西海岸の海から数百キロ離れた大陸の空、青く高く白い箒で掃いたような
筋上の雲が高くはるか、まるで意思があるかのごとく自然との調和を彩っている。


ともすると何のためにこの場所にいるのかさえ忘れてしまいそうな、
そんなちっぽけなわたし・・。
大地の広さ、人間の面白さ、文化の違い。
そうだ!何千年も自然との調和を大事にしてきた、先住民族○○○族の居住区に行こう。
(もう何族か憶えていないので適当な名前も書けないちっぽけなわたし・・。←またか?)

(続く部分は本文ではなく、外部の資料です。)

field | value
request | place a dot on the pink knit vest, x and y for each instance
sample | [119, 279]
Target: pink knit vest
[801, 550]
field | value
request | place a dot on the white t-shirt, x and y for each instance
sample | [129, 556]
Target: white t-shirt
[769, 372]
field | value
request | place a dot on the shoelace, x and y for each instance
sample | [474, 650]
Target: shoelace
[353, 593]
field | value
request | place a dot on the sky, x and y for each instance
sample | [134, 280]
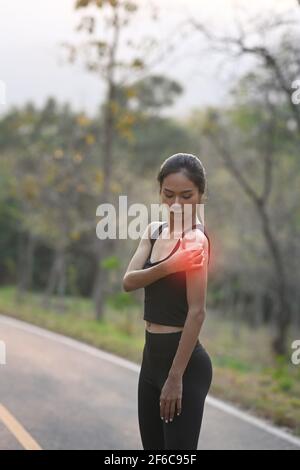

自然との調和、己を空しくして生きる生き方が210年前には厳然としてそこにはあったことでしょう。
癒しと清浄、そして調和、我が日本国にも通じる観念がそこには生きていたはず。
同じモンゴロイドだしね。

その場所はエルパソ郊外にもあります。バスに乗って約1時間

「こっちの路線のほうが早くいけるよ~」とのスペイン語訛りの英語を話すドライバーの親切を無視して、
遠回りし市内観光さながらその先住民族の保護区へと向かいました。
やはり観光地よりもありのままのUS(ユナイテッドステイツと皆さんは言います)を
見てみたいよね。


郊外の家々は土地が広いので大体が1階立て、家の前に庭があり必ず裏庭もある。
芝生等の手入れは自分たちでしないといけないらしい。強制。

その市街地を過ぎるといきなりひろ~い公園みたいな広場が現れ、
赤い土壁の建物(当然1階建て)が目に映える。

ここだ!ここが先住民族の保護居住区だ!
東京で乾いたわたしの感情を動かす何かがあるかもしれない!
感動に打ち震えるわたしの前に・・・

「入場券を買え!」と無粋なお方が現れる。
(確か買わされたような、だいぶ前の話なので・・。)
頭を剥がれるといけないのでお金を払い
土壁の部屋に入ると薄暗い中で先住民族の方が民族衣装を着て
当時の暮らしを彷彿とさせる営みをぎこちない動きで再現していました。
まるで佐渡島の金を掘る動く人形のよう。
ちょっと様子がおかしいと思ったのですが・・・。
まあ昔ながらの暮らしは素朴だし、こんなもんかなと自分を納得させ、
次の部屋に移動すると暗めの部屋には・・・お土産物コーナー!!!
仕方がないので記念に(何の記念だか?)目にも鮮やかな真紅のTシャツを買いました。
中央にはその何とか族伝統の模様が描かれていて、これは気に入って着潰しました。
$20・・だいたい高いTシャツはどこに行ってもこの値段。

そしてネイティブアメリカンは普段は普通のアメリカンライフを楽しんでいると思われました。
逞しく生きろよ!ネイティブアメリカン。そしてわたし・・・。